Although this is not a big revolution, one advantage could be Microsoft IntelliSense support, which could show all extension methods accessible to a given identifier. However, the result type of the extension method might be the extended type itself. In this case, we can extend a type with many methods, all working on the same data. LINQ very frequently uses extension methods in this way.

We can write a set of extension methods to decimal as shown in Listing 2-21.

Listing 2-21: Extension methods for native value types
Image from book

static class ExtensionMethods {
    public static decimal Double( this decimal d ) {
        return d + d;
    }
    public static decimal Triple( this decimal d ) {
        return d * 3;
    }
    public static decimal Increase( this decimal d ) {
        return ++d;
    }
    public static decimal Decrease( this decimal d ) {
        return --d;
    }
    public static decimal Half( this decimal d ) {
        return d / 2;
    }
    // 
}
Image from book

In Listing 2-22, we can compare the two calling syntaxes, the classical one (y) and the new one (x).

Listing 2-22: Extension methods call order
Image from book

decimal x = 14M, y = 14M;
x = Half( Triple( Decrease( Decrease( Double( Increase( x ) ) ) ) ) );
y = y.Increase().Double().Decrease().Decrease().Triple().Half();
Image from book

The result for both x and y is 42. The classical syntax requires several nested calls that have to be read from the innermost to the outermost. The new syntax acts as though our new methods are members of the decimal class. The call order follows the read order (left to right) and is much easier to understand.

Note 

It is important to recognize that extension methods come at a price. When you call an instance method of a type, you can expect that the instance state can be modified by your call. But keep in mind that an extension method can do that only by calling public members of the extended type, as we already said. When the extension method returns the same type as it extends, you can assume that the instance state of the type should not be changed. This might be a recommendation for extending value types, but we cannot assume the same for any reference type because the related cost (creating a copy of an object for each call) could be too high.

An extension method is not automatically considered. Its resolution follows some rules. Here is the order of evaluation used to resolve a method for an identifier:

  1. Instance method: If an instance method exists, it has priority.

  2. Extension method: The search for an extension method is made through all static classes in the “current namespace” and in all namespaces included in active using directives. (Current namespace refers to the closest enclosing namespace declaration. This is the namespace that contains the static class with the extension method declaration.) If two types contain the same extension method, the compiler raises an error.

The most common use of extension methods is to define them in static classes in specific namespaces, importing them into the calling code by specifying one or more using directives in the module.

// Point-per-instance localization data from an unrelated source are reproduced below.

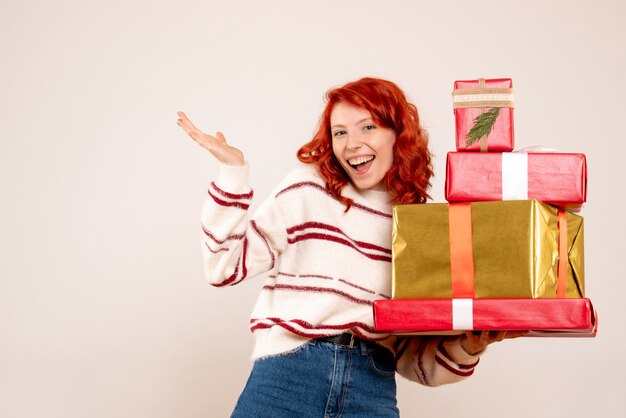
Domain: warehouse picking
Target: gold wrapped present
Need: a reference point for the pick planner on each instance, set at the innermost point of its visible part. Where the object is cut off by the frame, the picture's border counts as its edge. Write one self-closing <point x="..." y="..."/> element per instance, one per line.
<point x="507" y="249"/>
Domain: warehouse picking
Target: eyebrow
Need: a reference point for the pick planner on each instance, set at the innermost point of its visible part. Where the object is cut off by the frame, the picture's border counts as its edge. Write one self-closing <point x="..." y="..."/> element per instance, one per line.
<point x="343" y="126"/>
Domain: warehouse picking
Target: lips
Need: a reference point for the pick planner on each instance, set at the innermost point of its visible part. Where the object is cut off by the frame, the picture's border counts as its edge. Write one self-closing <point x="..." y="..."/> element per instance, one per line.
<point x="360" y="164"/>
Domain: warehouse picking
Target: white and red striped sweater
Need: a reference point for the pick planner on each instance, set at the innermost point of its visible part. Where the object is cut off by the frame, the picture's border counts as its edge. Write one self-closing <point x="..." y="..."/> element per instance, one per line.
<point x="325" y="267"/>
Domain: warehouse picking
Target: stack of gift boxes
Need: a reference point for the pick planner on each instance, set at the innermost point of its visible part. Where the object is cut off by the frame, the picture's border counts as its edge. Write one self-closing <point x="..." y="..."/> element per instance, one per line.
<point x="507" y="252"/>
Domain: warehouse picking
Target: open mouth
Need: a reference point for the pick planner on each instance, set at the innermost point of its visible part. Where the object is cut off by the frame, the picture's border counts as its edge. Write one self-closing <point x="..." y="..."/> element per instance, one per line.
<point x="361" y="164"/>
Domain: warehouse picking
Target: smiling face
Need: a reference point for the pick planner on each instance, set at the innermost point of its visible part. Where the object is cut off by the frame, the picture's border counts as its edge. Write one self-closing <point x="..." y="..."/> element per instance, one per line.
<point x="364" y="148"/>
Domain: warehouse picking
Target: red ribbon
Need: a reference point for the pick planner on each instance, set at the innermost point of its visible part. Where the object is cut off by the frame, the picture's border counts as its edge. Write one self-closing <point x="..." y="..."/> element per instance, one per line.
<point x="461" y="250"/>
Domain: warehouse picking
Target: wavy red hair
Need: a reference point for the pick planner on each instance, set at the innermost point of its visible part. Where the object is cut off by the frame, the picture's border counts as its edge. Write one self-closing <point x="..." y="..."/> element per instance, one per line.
<point x="408" y="179"/>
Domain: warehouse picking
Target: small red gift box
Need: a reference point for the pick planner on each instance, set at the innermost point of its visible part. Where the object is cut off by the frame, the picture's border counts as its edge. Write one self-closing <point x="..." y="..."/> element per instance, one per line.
<point x="556" y="178"/>
<point x="546" y="317"/>
<point x="479" y="102"/>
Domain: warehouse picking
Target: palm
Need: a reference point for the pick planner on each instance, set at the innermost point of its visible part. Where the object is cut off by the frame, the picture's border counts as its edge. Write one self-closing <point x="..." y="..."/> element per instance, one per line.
<point x="216" y="145"/>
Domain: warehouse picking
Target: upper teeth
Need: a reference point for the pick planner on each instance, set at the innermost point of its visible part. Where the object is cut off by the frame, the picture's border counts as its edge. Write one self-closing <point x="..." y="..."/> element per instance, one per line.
<point x="360" y="160"/>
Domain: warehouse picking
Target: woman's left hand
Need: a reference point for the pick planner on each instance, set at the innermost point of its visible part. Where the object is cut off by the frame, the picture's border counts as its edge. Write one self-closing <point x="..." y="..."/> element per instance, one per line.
<point x="473" y="342"/>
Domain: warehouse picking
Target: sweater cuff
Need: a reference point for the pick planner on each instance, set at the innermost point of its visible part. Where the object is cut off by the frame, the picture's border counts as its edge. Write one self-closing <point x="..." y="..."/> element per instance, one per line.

These precedence rules used to resolve a method call define a feature that is not apparent at first sight. When you call an extension method on a class, it can always be replaced by a specific version of the method defined as a member method for a particular type. In other words, the extension method represents a “default” implementation for a method, which can always be overridden by a specialized version for specific classes.

We can see this behavior in a few examples. The first code example contains an extension method for the object type; in this way, you can call Display on an instance of any type. We call it on our own Customer class instance:

public class Customer {
    protected int Id;
    public string Name;

    public Customer( int id ) {
        this.Id = id;
    }
}

static class Visualizer {
    public static void Display( this object o ) {
        string s = o.ToString();
        Console.WriteLine( s );
    }
}

static class Program {
    static void Main() {
        Customer c = new Customer( 1 );
        c.Name = "Marco";
        c.Display();

    }
}

The result of executing this code is the class name Customer.

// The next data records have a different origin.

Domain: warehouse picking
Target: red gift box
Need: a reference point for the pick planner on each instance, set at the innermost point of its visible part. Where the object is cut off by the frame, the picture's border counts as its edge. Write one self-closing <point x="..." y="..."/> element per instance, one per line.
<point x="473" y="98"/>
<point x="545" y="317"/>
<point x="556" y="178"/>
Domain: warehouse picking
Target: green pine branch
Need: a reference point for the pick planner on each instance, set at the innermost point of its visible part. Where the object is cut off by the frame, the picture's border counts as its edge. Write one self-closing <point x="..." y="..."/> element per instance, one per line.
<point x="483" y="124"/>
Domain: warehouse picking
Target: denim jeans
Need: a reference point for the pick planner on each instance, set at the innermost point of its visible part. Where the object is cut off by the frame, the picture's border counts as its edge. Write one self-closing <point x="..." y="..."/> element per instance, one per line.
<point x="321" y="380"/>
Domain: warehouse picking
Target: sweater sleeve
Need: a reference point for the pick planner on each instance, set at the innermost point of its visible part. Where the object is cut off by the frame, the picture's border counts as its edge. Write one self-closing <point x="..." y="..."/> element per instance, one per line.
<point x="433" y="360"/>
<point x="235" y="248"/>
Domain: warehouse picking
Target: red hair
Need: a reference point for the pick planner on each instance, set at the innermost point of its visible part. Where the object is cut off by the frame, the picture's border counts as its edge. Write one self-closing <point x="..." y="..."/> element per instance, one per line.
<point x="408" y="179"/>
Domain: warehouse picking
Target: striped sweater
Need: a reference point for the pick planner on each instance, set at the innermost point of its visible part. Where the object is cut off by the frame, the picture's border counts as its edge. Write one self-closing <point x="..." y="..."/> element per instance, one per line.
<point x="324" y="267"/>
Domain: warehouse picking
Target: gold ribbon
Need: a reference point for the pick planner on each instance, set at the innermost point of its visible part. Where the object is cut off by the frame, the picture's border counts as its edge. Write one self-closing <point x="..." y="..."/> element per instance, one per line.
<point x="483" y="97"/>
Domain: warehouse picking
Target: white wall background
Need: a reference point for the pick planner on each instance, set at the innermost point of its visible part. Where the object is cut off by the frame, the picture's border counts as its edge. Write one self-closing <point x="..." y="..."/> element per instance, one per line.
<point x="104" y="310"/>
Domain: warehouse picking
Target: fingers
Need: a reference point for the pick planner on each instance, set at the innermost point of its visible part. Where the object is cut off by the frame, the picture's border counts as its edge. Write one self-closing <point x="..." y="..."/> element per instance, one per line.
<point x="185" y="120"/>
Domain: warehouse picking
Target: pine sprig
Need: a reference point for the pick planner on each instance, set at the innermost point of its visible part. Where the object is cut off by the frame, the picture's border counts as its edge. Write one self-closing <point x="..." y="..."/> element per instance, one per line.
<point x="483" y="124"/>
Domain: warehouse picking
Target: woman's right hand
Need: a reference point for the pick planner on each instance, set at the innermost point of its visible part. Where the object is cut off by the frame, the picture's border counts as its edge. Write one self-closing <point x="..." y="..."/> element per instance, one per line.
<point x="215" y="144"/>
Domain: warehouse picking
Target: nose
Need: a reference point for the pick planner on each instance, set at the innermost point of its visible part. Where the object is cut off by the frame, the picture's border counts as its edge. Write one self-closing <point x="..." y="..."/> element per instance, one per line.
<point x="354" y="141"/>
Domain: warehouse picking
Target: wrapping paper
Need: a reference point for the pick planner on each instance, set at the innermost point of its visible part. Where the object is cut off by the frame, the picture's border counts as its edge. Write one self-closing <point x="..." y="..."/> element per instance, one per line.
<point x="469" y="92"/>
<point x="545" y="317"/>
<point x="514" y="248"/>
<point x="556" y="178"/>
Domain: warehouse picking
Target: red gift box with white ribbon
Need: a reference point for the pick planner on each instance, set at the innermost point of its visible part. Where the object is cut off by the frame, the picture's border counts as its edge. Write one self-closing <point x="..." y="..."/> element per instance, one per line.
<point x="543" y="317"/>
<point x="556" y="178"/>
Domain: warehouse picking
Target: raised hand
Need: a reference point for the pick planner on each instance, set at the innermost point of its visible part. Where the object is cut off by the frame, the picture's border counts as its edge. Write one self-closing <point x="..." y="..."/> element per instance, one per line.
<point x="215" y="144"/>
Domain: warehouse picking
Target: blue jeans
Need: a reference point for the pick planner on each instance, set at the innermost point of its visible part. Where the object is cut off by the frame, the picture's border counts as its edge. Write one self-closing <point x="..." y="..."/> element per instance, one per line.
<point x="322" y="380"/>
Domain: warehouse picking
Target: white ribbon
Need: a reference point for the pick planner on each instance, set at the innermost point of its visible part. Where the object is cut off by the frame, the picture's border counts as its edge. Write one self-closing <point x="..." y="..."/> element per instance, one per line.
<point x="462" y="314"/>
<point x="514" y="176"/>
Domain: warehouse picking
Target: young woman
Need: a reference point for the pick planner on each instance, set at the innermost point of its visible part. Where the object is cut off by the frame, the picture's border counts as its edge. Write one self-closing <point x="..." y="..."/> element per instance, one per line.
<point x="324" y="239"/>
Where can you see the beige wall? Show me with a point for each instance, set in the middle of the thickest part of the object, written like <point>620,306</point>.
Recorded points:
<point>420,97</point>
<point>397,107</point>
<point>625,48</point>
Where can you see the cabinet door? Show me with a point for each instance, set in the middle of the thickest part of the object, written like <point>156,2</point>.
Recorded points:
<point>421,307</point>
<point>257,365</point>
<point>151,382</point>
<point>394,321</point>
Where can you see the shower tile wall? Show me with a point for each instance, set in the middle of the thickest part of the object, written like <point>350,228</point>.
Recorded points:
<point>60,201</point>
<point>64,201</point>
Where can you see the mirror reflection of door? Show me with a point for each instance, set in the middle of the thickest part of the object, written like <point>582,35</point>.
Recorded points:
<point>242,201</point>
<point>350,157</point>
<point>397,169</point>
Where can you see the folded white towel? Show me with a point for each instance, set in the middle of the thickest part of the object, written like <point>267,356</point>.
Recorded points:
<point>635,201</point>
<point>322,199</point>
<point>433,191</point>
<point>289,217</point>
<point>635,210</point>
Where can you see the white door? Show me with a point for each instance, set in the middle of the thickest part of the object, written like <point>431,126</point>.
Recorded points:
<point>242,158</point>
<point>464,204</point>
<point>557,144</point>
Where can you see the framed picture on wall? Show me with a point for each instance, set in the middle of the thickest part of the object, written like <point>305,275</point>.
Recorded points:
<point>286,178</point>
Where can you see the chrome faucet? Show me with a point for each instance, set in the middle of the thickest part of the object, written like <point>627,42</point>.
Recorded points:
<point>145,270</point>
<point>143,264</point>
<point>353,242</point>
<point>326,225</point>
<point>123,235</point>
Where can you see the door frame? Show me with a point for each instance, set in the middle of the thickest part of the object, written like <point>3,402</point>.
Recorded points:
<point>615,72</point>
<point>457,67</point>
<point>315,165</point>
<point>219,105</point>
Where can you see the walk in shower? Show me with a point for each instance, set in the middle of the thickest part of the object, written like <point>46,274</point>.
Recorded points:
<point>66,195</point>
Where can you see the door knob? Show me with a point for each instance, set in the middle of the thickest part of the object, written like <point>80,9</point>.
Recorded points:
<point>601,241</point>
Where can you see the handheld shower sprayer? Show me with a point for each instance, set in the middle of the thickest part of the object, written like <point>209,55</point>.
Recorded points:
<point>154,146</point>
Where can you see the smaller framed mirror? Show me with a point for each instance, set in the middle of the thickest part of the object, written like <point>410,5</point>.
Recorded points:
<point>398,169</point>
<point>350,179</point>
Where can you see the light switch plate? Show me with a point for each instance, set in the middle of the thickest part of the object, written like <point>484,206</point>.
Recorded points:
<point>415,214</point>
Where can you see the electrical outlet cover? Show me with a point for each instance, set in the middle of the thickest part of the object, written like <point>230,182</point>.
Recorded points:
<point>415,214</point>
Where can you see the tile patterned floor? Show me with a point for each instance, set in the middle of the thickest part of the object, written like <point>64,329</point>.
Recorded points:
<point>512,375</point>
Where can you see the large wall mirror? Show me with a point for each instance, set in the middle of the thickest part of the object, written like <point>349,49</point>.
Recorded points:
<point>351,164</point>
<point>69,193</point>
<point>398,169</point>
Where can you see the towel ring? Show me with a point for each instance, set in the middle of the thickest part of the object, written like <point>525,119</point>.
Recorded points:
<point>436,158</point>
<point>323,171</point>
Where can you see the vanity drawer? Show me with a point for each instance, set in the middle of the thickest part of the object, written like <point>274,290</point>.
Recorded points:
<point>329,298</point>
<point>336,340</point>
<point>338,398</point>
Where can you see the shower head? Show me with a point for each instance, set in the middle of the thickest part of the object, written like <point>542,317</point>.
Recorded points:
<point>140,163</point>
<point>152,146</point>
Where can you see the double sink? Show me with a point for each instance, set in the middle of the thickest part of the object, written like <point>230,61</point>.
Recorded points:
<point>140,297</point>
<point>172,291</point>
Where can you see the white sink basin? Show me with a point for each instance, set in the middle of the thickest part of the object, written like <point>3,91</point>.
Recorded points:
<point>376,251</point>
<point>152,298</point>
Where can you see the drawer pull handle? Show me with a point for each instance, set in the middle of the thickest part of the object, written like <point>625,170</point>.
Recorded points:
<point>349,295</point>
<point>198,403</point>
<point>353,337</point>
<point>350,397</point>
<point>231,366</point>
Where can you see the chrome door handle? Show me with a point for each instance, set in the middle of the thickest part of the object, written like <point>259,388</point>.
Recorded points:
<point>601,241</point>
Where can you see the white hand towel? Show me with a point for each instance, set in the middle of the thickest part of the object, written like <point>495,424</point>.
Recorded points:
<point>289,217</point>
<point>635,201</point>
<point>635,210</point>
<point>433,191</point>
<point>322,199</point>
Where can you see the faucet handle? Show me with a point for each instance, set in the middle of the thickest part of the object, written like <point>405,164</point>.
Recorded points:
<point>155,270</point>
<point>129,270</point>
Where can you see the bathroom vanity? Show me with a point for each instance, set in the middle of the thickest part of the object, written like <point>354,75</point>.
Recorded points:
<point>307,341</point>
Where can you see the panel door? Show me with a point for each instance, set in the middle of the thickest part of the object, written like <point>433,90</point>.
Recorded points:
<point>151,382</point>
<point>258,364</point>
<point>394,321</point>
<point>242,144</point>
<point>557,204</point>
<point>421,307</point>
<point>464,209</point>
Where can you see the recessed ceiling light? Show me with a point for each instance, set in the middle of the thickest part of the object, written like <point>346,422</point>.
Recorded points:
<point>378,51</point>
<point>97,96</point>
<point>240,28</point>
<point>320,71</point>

We can customize the behavior of the Display method for the Customer class, defining an overloaded extension method, as shown in Listing 2-23. (We could define an overloaded extension method in another namespace if this namespace had a higher priority in the resolution order.)

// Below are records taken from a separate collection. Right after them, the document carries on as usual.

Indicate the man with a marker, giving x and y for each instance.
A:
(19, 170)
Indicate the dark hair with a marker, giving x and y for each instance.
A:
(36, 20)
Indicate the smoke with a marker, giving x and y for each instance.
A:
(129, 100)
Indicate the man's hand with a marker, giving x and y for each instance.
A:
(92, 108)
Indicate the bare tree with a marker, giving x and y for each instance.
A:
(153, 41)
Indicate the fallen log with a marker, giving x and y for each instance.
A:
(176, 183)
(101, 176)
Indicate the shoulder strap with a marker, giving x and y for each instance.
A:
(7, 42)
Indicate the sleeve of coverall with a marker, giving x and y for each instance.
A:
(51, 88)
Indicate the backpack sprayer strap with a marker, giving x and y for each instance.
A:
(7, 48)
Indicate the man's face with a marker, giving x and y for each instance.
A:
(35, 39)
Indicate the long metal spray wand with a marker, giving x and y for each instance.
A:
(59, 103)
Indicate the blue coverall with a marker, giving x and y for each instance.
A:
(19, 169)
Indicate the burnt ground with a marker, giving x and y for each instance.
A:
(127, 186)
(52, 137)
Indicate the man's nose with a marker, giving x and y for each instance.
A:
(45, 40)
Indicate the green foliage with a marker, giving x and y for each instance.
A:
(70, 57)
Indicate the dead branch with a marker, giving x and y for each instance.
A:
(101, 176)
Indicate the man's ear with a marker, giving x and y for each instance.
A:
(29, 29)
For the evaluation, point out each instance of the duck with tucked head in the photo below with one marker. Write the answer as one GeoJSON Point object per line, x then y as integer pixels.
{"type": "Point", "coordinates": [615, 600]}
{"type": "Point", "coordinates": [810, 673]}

Listing 2-23: Extension methods overload
Image from book

static class Visualizer {
    public static void Display( this object o ) {
        string s = o.ToString();
        Console.WriteLine( s );
    }
    public static void Display( this Customer c ) {
        string s = String.Format( "Name={0}", c.Name );

        Console.WriteLine( s );
    }
}
Image from book

This time the more specialized version is executed, as we can see from the execution output, shown here:

Name=Marco

Without removing these extension methods, we can add other special behavior to Display by implementing it as an instance method in the Customer class. This implementation, shown in Listing 2-24, will have precedence over any other extension method for a type equal to or derived from Customer.

Listing 2-24: Instance method over extension methods
Image from book

public class Customer {
    protected int Id;
    public string Name;

    public Customer( int id ) {
        this.Id = id;
    }
     public void Display() {
        string s = String.Format( "{0}-{1}", Id, Name );

        Console.WriteLine( s );
    }
}
Image from book

The execution output, shown here, illustrates that the instance method is now called:

1-Marco

At first glance, this behavior seems to overlap functionality provided by virtual methods. It does not, however, because an extension method has to be resolved at compile time, while virtual methods are resolved at execution time. This means that if you call an extension method on an object defined as a base class, the instance type of the contained object is not relevant. If a compatible extension method exists (even if it is a derived class), it is used in place of the instance method. The code in Listing 2-25 illustrates this concept.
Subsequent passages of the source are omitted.